Be sure to put `%matplotlib inline` at the top of every code cell where you call plotting functions to get the resulting plots inside the document.

## Import the libraries

In Jupyter, select the cell below and press `ctrl + enter` to import the needed libraries.
Check out `labfuns.py` if you are interested in the details.

In [1]:
import numpy as np
from scipy import misc
from importlib import reload
from labfuns import *
import random

## Bayes classifier functions to implement

The lab descriptions state what each function should do.

In [2]:
def computePrior(labels, W=None):
    Npts = labels.shape[0]
    if W is None:
        W = np.ones((Npts,1))/Npts
    else:
        assert(W.shape[0] == Npts)
    classes = np.unique(labels)
    Nclasses = np.size(classes)

    prior = np.zeros((Nclasses,1))

    # TODO: compute the values of prior for each class!
    # ==========================
    
    for i, class_label in enumerate(classes):
        # Find points belonging to current class
        class_indices = (labels == class_label)
        
        # Sum the weights for this class
        # Prior p(k) = sum of weights for class k / total weight
        prior[i] = np.sum(W[class_indices])
    
    # ==========================

    return prior

In [3]:

def mlParams(X, labels, W=None):
    assert(X.shape[0]==labels.shape[0])
    Npts,Ndims = np.shape(X)
    classes = np.unique(labels)
    Nclasses = np.size(classes)

    if W is None:
        W = np.ones((Npts,1))/float(Npts)

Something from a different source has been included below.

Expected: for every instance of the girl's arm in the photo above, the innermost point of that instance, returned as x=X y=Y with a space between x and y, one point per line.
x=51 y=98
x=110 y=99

    mu = np.zeros((Nclasses,Ndims))
    sigma = np.zeros((Nclasses,Ndims,Ndims))

    # TODO: fill in the code to compute mu and sigma!
    # ==========================
    
    for i, class_label in enumerate(classes):
        # Find indices of points belonging to current class
        class_indices = (labels == class_label)
        
        # Get data points and weights for current class
        X_class = X[class_indices]
        W_class = W[class_indices]
        
        # Compute weighted sum of weights for normalization
        W_sum = np.sum(W_class)
        
        # Compute weighted mean (mu)
        mu[i] = np.sum(W_class * X_class, axis=0) / W_sum
        
        # Compute weighted covariance (sigma)
        # Center the data points
        X_centered = X_class - mu[i]
        
        # Compute weighted covariance matrix
        sigma[i] = np.dot((W_class * X_centered).T, X_centered) / W_sum
    
    # ==========================

    return mu, sigma



In [4]:
def classifyBayes(X, prior, mu, sigma):
    Npts = X.shape[0]
    Nclasses, Ndims = np.shape(mu)
    logProb = np.zeros((Nclasses, Npts))

    # TODO: fill in the code to compute the log posterior logProb!
    # ==========================
    
    for k in range(Nclasses):
        # For each class k, compute log discriminant function for all points
        
        # Get mean and covariance for class k
        mu_k = mu[k]  # shape: (Ndims,)
        sigma_k = sigma[k]  # shape: (Ndims, Ndims)
        
        # Compute log prior
        log_prior_k = np.log(prior[k])
        
        # Compute log determinant of covariance matrix
        log_det_sigma_k = np.log(np.linalg.det(sigma_k))
        
        # Compute inverse of covariance matrix
        sigma_k_inv = np.linalg.inv(sigma_k)
        
        # For each data point, compute the discriminant function
        for i in range(Npts):
            x = X[i]  # Current data point
            
            # Center the data point
            x_centered = x - mu_k  # shape: (Ndims,)
            
            # Compute quadratic term: (x - mu_k)^T * Sigma_k^(-1) * (x - mu_k)
            quadratic_term = np.dot(x_centered.T, np.dot(sigma_k_inv, x_centered))
            
            # Compute log discriminant function (Equation 11 from the document)
            # δ_k(x) = -1/2 * log|Σ_k| - 1/2 * (x-μ_k)^T * Σ_k^(-1) * (x-μ_k) + log(p(k))
            logProb[k, i] = (-0.5 * log_det_sigma_k - 
                            0.5 * quadratic_term + 
                            log_prior_k)
    
    # ==========================
    
    # one possible way of finding max a-posteriori once
    # you have computed the log posterior
    h = np.argmax(logProb, axis=0)
    return h

The implemented functions can now be summarized into the `BayesClassifier` class, which we will use later to test the classifier, no need to add anything else here:

In [5]:
# NOTE: no need to touch this
class BayesClassifier(object):
    def __init__(self):
        self.trained = False

    def trainClassifier(self, X, labels, W=None):
        rtn = BayesClassifier()
        rtn.prior = computePrior(labels, W)
        rtn.mu, rtn.sigma = mlParams(X, labels, W)
        rtn.trained = True
        return rtn

    def classify(self, X):
        return classifyBayes(X, self.prior, self.mu, self.sigma)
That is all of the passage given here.